For years, foreign policy pundits worried that the United States and China might be sliding into a new cold war — an updated version of the nuclear standoff that pitted the United States against the Soviet Union for almost half of the 20th century.
They can stop worrying. They were right about the new cold war’s imminence. But it’s already arrived, and it isn’t likely to become the terrifying kind. Rather than a race to build warheads, this competition involves an infrastructure race, a gross domestic product race and arguments over whose political system is superior.

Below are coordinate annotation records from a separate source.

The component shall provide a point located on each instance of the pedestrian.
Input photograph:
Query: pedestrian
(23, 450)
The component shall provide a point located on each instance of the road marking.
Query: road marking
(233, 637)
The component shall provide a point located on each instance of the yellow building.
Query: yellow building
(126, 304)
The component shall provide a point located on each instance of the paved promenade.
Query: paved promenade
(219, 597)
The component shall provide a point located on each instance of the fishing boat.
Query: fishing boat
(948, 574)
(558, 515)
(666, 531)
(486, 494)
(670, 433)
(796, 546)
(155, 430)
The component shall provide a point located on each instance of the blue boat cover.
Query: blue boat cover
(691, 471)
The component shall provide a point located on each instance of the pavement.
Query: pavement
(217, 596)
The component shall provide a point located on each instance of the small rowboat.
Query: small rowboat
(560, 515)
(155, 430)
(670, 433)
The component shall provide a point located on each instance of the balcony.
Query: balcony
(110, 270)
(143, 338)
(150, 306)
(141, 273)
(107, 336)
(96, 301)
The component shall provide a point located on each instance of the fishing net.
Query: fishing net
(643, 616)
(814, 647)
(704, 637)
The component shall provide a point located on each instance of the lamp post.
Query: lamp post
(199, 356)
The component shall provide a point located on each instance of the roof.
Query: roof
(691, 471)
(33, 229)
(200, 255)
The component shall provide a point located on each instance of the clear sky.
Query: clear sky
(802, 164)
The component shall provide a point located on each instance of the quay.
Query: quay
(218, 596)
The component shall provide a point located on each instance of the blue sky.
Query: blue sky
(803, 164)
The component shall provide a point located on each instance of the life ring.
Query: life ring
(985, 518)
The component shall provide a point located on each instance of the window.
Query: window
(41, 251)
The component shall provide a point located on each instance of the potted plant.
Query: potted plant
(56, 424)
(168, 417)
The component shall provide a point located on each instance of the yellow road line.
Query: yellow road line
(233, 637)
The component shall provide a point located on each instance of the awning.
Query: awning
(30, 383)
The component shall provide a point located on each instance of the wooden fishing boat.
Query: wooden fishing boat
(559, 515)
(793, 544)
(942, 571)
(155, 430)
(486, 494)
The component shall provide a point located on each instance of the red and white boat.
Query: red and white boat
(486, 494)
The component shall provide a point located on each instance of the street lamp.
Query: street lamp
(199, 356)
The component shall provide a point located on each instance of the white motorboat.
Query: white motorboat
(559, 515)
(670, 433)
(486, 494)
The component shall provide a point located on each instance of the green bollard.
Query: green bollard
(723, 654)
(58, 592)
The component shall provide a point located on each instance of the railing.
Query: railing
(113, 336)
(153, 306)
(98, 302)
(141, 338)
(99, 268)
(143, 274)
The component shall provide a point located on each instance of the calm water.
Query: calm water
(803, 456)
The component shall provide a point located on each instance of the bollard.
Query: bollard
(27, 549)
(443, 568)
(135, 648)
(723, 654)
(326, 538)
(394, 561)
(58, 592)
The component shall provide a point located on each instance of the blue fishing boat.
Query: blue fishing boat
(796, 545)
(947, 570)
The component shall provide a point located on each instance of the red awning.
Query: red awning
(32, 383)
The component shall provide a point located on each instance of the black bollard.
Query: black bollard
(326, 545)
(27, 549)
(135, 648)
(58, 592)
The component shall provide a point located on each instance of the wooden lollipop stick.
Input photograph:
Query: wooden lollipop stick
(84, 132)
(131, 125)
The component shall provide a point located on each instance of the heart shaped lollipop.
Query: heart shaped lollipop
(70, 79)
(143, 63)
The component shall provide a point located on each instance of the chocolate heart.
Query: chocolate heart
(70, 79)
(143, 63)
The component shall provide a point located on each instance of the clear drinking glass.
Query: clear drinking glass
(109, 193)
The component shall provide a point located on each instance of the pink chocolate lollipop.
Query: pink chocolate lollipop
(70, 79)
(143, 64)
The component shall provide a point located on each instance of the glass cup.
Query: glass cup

And this cold war may even have some positive side effects. For one thing, it has focused leaders in both parties on the need for policies to strengthen U.S. economic competitiveness. And it has handed Biden a political dividend: a bipartisan rationale for the massive spending he wants.
Hawkish Republicans have been sounding the alarm about China for decades, pointing mostly at Beijing’s military expansion. So have many Democrats, with one camp focused on the loss of manufacturing jobs to cheap Chinese imports, another angered by China’s internal repression.
Now they’ve found common cause — and an opportunity to write the kind of bipartisan legislation Biden has long said he’d like to see.
One leading Senate bill is written by a political odd couple, Democratic leader Charles E. Schumer of New York and conservative Republican Todd Young of Indiana. It would funnel $100 billion to the National Science Foundation for technology research, strengthen U.S. supply chains for critical industrial materials, and potentially provide subsidies for semiconductor manufacturing.
The idea of passing a bipartisan “China bill” has become so popular that Senate Republican leader Mitch McConnell of Kentucky recently warned his colleagues against allowing Biden to load too much domestic spending onto the legislation.
There’s an echo here of the first decade of the Cold War, when Americans’ alarm over the military threat from the Soviet Union prompted Republicans in Congress to support massive domestic programs, including the interstate highway system, which was funded in 1956; major investments in science and technology; and the National Defense Education Act of 1958, which marked the first major use of federal dollars to improve education.
Several of those innovations occurred after the Soviet Union shocked Americans by launching a satellite into space in 1957 — the “Sputnik moment” that suggested the United States might be falling behind technologically.
The U.S.-China competition is approaching a Sputnik moment of its own: the point at which China’s economy, as measured by gross domestic product, exceeds that of the United States. The number won’t be as meaningful as it looks; China’s GDP is big because its population is so huge, and its GDP per person is still less than one-sixth of ours. But it may still come as a blow to Americans’ self-image.
The Cold War with the Soviet Union was expensive and dangerous. It produced a nuclear arms race and dozens of brush fire wars; but it ended peacefully in 1991, when the Soviet Union, unable to compete economically with the West, disintegrated.
The new cold war with China doesn’t need to be as frightening. Unlike the United States and the Soviet Union, neither country is threatening the other militarily. They face a potential flashpoint in Taiwan, the breakaway province that Beijing has promised to retake; but Biden and his aides have made clear that the United States would make any such action by China costly.
The most encouraging sign: Both countries pronounced their initial meeting since Biden took office a success. The dialogue, which took place in Alaska last week, was frosty at times, with U.S. officials scolding China for its treatment of the Uyghurs and for repression in Hong Kong, while China’s Yang Jiechi fired back about U.S. human rights issues. “They did not just emerge over the past four years, such as Black Lives Matter,” he said.
But after two days of meetings, Yang sounded more positive. “These talks helped increase understanding, even though the two sides still have big differences,” he said. And on Tuesday, Biden’s special envoy for climate change, John F. Kerry, attended a virtual conference chaired by China’s climate chief, Xie Zhenhua — a sign that both governments still hope to find grounds to collaborate on at least one issue.
That’s good news. It makes it seem possible that China and the United States have learned to manage their disagreements without unnecessary escalation. A trade war is expensive, but far less costly than a nuclear war; a cold war is dangerous, but less damaging than a hot war.
If competition with China forces the United States to fund more research, rebuild its infrastructure and revitalize its economy, a little cold war could be a beautiful thing.